Gene Expression Analysis of HPRT-Deficient Cells Maintained with Physiological Levels of Folic Acid
Rosa J. Torres, Gerard Valentines-Casas, Claudia Cano-Estrada, Neus Ontiveros, José M. López

TL;DR
This study investigates how HPRT deficiency affects gene expression in human cells during neural development using physiological folic acid levels.
Contribution
The study introduces a novel HPRT-deficient cell model and examines gene expression changes under physiological folate conditions.
Findings
HPRT-deficient cells showed altered expression of pluripotency and homeobox genes.
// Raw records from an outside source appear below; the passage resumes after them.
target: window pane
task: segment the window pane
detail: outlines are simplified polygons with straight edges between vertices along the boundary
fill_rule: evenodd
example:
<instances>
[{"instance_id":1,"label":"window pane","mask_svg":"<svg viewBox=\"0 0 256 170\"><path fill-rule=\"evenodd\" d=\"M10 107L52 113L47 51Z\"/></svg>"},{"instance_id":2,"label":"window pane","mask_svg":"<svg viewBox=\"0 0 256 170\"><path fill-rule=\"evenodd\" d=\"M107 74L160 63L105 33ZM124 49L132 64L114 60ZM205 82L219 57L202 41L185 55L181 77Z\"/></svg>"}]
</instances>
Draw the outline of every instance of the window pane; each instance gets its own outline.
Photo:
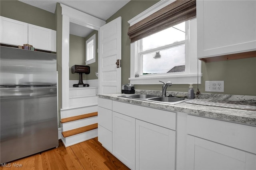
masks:
<instances>
[{"instance_id":1,"label":"window pane","mask_svg":"<svg viewBox=\"0 0 256 170\"><path fill-rule=\"evenodd\" d=\"M142 51L185 40L185 22L142 39Z\"/></svg>"},{"instance_id":2,"label":"window pane","mask_svg":"<svg viewBox=\"0 0 256 170\"><path fill-rule=\"evenodd\" d=\"M141 56L143 75L185 71L185 44Z\"/></svg>"}]
</instances>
Neuroectodermal differentiation was possible but with dysregulated homeobox genes like EN1 and LMX1A.
Gene ontology analysis linked HPRT deficiency to disrupted development and nervous system processes.
Abstract
Lesch–Nyhan disease (LND) is associated with a complete deficiency of hypoxanthine-guanine phosphoribosyltransferase (HPRT) activity due to mutations in the HPRT1 gene. Although the physiopathology of LND-related neurological manifestations remains unknown, a defective neuronal developmental process is the most widely accepted hypothesis. We generated an HPRT-deficient line from the pluripotent human embryonic cell line NT2/D1 by CRISPR-Cas9 and induced its differentiation along neuroectodermal lineages by retinoic acid treatment. As levels of folic acid in the culture media may affect results in LND models, we employed physiological levels of folate. The effect of HPRT deficiency on neural development-related gene expression was evaluated using two methodological approaches: a directed qPCR array of genes related to neuronal differentiation, and global gene expression by RNAseq.…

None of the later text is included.